In a move that signals the growing importance of creating and enforcing polices for using Web services in a service-oriented architecture, SOA Software plans to update its SOA products so they can work with the registries of its competitors.
The company is expected to announce soon that its Service Manager Web services management software, its XML virtual private network and the technology for exposing legacy data within an SOA -- acquired in December from Merrill Lynch & Co. -- will be "registry independent," said Ian Goldsmith, vice president of product marketing at the company.
The service registry has traditionally been viewed as the "system of record" within a SOA because it's designed to catalog services for reuse and provide the location of the metadata attached to the services. This metadata often contains information such as who can access a service, what security must be used and the associated service-level agreements.
Until now, SOA Software has required its own proprietary registry for those products, Goldsmith said.
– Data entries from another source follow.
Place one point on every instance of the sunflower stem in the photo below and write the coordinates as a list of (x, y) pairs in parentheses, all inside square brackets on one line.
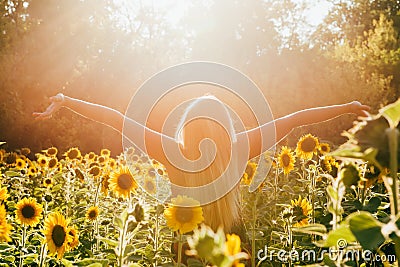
[(156, 236), (180, 244), (21, 260), (253, 232), (42, 252), (393, 134), (121, 244)]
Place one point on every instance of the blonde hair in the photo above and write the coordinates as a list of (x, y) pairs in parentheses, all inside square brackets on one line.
[(216, 125)]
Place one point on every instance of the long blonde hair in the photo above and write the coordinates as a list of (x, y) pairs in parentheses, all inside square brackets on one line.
[(194, 128)]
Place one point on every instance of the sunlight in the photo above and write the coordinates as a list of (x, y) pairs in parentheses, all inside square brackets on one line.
[(126, 12)]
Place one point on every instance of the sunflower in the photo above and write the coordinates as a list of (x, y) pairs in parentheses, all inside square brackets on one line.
[(92, 213), (5, 228), (112, 163), (105, 184), (149, 185), (28, 212), (20, 164), (301, 209), (51, 152), (286, 160), (52, 163), (324, 148), (72, 153), (74, 237), (42, 160), (90, 156), (95, 171), (102, 160), (55, 231), (183, 214), (79, 175), (122, 182), (32, 171), (25, 151), (249, 173), (3, 193), (48, 182), (307, 146)]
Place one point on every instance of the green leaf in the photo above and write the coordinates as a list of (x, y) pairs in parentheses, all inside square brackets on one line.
[(337, 238), (333, 195), (366, 229), (391, 113), (56, 188), (12, 173)]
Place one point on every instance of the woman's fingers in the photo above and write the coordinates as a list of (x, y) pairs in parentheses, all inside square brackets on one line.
[(54, 106)]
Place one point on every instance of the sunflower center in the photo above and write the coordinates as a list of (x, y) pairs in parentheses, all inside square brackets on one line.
[(58, 235), (297, 211), (149, 186), (125, 181), (92, 214), (308, 145), (28, 212), (184, 215), (52, 163), (285, 160), (51, 151)]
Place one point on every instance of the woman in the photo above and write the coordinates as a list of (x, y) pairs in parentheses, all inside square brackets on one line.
[(224, 209)]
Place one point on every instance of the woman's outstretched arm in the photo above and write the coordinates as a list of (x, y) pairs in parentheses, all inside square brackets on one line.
[(284, 125), (143, 137)]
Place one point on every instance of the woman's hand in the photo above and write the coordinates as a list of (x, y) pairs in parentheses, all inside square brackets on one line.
[(359, 109), (56, 103)]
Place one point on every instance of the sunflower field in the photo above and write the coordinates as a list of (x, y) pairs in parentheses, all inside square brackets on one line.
[(321, 204)]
But that could lead to problems in the future because the market for SOAs has grown.
"[Users] want a single location where they can store and categorize the location of services and use that central repository to reference where they can find other information like metadata," he said. "They don't expect the SOA Software management product to be the only product that stores metadata."
Any registry that conforms to the Universal Description, Discovery and Integration Version 3 standard will work with SOA Software's products, he said. The company believes that this version of the standard is likely to remain largely unchanged in the future, he said.
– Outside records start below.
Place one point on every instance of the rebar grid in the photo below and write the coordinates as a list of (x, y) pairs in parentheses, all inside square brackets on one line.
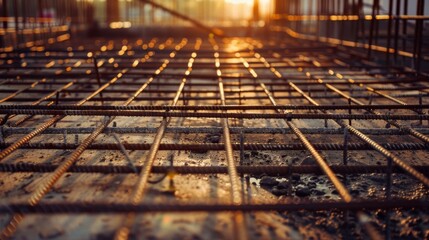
[(211, 93)]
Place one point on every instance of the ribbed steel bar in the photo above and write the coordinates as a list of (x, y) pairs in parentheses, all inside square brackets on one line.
[(240, 231), (254, 170), (217, 107), (140, 113), (234, 130), (123, 232), (218, 147), (115, 208)]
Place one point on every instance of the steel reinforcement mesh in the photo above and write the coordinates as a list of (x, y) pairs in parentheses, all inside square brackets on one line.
[(204, 138)]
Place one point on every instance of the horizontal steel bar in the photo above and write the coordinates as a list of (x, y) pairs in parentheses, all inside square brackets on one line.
[(110, 208), (256, 170), (213, 107), (186, 130), (220, 147), (289, 116)]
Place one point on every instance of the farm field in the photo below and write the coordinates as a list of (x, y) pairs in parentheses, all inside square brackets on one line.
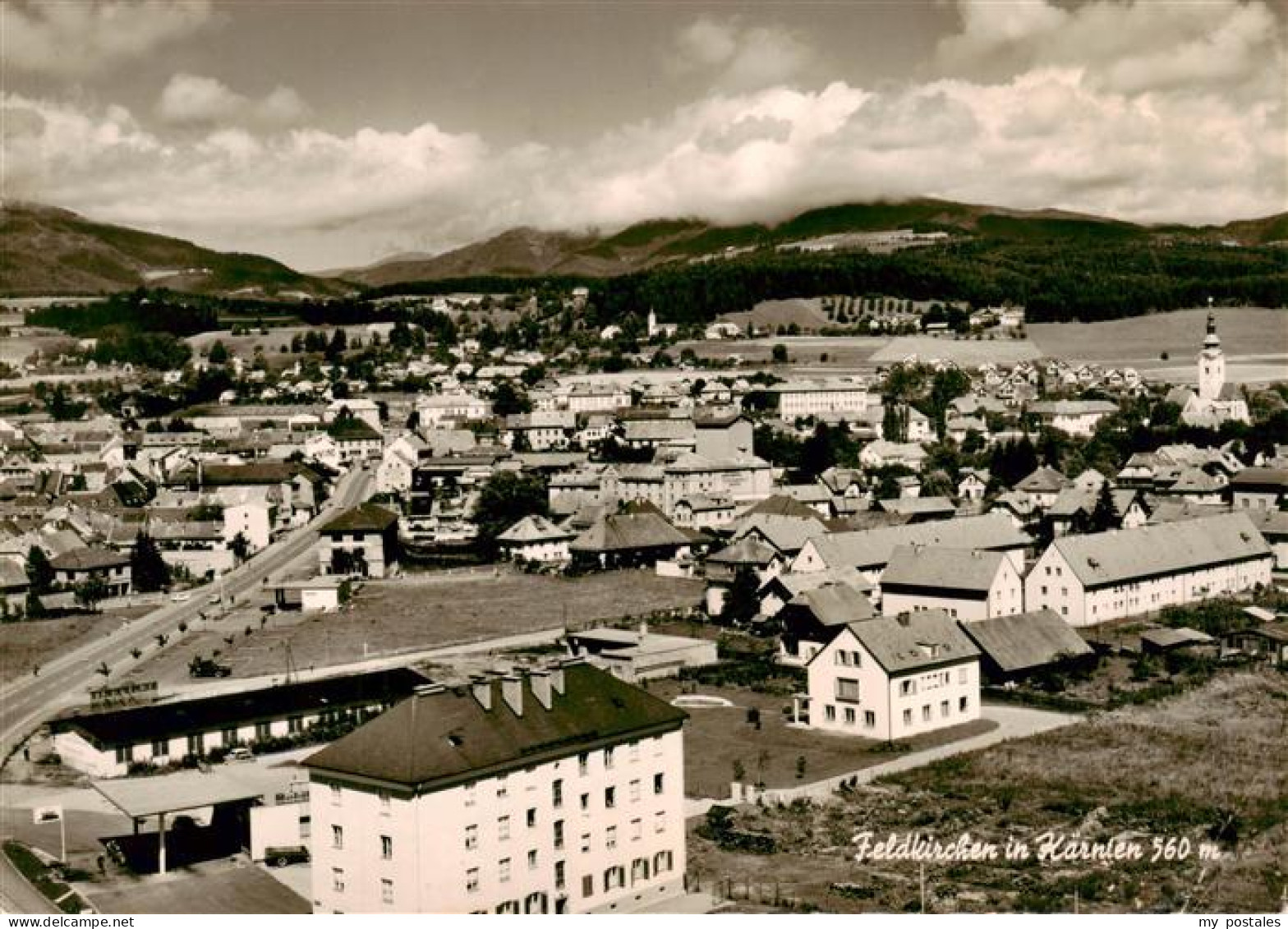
[(420, 611), (1204, 767), (1247, 335)]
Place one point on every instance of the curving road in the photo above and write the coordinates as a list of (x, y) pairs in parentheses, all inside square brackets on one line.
[(62, 682)]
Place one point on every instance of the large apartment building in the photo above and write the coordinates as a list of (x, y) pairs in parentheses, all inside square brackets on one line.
[(558, 790), (1102, 576)]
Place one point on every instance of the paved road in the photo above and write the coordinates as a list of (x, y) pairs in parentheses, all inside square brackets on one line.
[(62, 682), (1013, 722)]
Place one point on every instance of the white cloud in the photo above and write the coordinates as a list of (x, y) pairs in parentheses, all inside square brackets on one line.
[(1095, 133), (192, 99), (81, 38), (738, 57)]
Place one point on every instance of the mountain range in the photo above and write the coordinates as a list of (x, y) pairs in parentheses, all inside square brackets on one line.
[(52, 251)]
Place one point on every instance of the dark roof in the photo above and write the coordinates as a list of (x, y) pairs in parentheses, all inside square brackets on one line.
[(442, 738), (138, 724), (1025, 641), (362, 518), (88, 559)]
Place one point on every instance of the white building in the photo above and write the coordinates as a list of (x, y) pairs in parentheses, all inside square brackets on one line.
[(968, 584), (829, 396), (559, 791), (1104, 576), (894, 677)]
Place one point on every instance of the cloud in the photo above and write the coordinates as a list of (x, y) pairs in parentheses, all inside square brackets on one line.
[(1094, 131), (79, 39), (738, 57), (191, 99)]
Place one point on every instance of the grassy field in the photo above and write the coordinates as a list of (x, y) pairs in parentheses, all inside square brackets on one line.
[(420, 611), (1252, 334), (1206, 767), (24, 645)]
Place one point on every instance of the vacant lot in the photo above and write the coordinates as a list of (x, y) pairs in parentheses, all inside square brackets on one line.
[(25, 645), (719, 738), (1206, 767), (1246, 334), (965, 352), (421, 611)]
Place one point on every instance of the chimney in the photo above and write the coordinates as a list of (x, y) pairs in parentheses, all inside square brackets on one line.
[(482, 690), (540, 682), (512, 692)]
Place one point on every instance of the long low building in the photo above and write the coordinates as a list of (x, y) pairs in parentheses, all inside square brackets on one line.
[(1104, 576), (106, 743)]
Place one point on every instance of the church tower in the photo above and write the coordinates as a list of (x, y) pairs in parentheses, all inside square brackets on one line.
[(1211, 364)]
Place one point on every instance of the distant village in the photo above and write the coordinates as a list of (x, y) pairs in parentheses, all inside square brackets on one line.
[(903, 543)]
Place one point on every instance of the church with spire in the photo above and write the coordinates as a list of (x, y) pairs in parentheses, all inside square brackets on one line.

The SOLA (Service-Oriented Legacy Architecture) tool acquired from Merrill Lynch already works with any registry. The Web services management and XML VPN products will be registry-independent this quarter, he said.
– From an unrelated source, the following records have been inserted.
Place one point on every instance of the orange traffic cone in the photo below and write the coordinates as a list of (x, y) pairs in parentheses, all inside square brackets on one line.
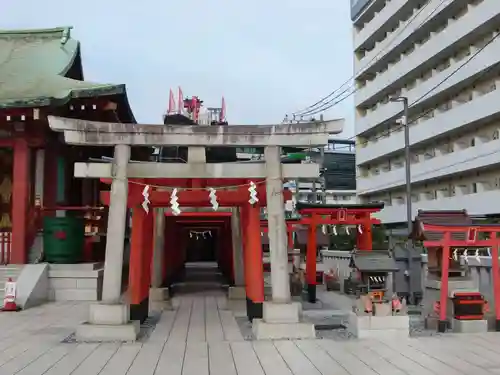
[(9, 300)]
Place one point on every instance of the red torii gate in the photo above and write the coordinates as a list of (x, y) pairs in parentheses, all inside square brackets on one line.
[(471, 239), (194, 193), (335, 214)]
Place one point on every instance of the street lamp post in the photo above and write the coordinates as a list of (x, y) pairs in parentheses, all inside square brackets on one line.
[(409, 219)]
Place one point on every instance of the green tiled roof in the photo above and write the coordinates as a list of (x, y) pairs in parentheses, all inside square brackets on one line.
[(33, 66)]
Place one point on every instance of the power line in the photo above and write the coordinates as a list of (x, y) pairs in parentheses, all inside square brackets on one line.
[(451, 74), (311, 110), (388, 185)]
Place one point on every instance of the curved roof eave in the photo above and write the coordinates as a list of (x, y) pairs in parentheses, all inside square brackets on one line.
[(34, 65)]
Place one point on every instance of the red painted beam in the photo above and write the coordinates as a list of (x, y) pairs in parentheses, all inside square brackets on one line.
[(335, 211), (319, 221), (204, 214), (193, 198), (187, 183), (463, 243), (461, 228)]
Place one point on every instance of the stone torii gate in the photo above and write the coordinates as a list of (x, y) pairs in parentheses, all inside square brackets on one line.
[(110, 320)]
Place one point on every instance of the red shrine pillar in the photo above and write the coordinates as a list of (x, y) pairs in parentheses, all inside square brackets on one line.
[(496, 279), (289, 232), (20, 201), (169, 248), (443, 298), (311, 260), (141, 253), (364, 240), (254, 271)]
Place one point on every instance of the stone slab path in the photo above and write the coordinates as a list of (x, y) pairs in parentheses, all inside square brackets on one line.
[(201, 336)]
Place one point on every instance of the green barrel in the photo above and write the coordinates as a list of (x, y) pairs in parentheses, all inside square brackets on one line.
[(63, 239)]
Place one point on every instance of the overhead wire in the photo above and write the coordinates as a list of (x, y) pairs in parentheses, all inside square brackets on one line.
[(427, 93), (389, 185), (311, 110)]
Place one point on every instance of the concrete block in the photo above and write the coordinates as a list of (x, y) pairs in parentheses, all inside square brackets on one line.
[(76, 274), (87, 283), (109, 314), (33, 285), (236, 292), (469, 326), (277, 331), (63, 283), (76, 295), (378, 326), (108, 333), (282, 312), (159, 294), (383, 309), (76, 267)]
SOA Software expects several registry vendors to back the company's move, but Goldsmith declined to say who they are.
SOA Software is targeting users such as Christopher Crowhurst, vice president and principal architect at Thomson Learning, a professional and academic testing company. Crowhurst said he now spends 10 percent to 15 percent of his time each week meeting with vendors and working to create an enterprisewide approach to SOA governance. Thomson Learning now has about 10 registries, including those from LogicLibrary, Systinet and others packaged with Microsoft and SAP applications. The company also uses various Web services management and security tools, he said.
The company now must create and enforce policies to govern Web services by manipulating the interfaces of its XML gateways, application servers and other service's end points. However, Crowhurst is searching for technology that can make and enforce Web service policies throughout the entire life cycle of a service from design to runtime, he said.
"There are very few tools capable of managing policy that way and none capable of enforcing policy that way," he said.
All of the Web services vendors his company works with are positioning their tools as the backbone for governance, he said, noting that none is up to the task yet.
Managing security throughout the life of a service requires an interoperability framework that all the vendors can make their products work with, he said.
Crowhurst has put SOA governance on a fast track because it will not be practical to manage governance at the end points within a year, given the fast growth of Web services at the company.
In the past year, Thomson Learning has quadrupled the number of Web services it has in production, he said. One business unit alone has created more than 50 over the past year -- and the company has 44 business units.
Miko Matsumura, vice president of marketing and technology standards at Infravio, which has its roots in the registry market, said his company plans to endorse SOA Software's move. Infravio over the past several months has moved to focus all its efforts on SOA governance because users are increasingly demanding ways to manage the polices surrounding the creation of Web services, he said.
"It takes a pure-play vendor focused on metadata management to effectively handle a lot of the [SOA] functionality," he said. "We're discovering that customers have a heck of a lot of requirements. In the old days when people were running pilot projects, it was security through obscurity, [and] no one messed with the registry data because no one knew about it. The discussion has shifted dramatically toward repository and governance concerns as people go into a deployment mode."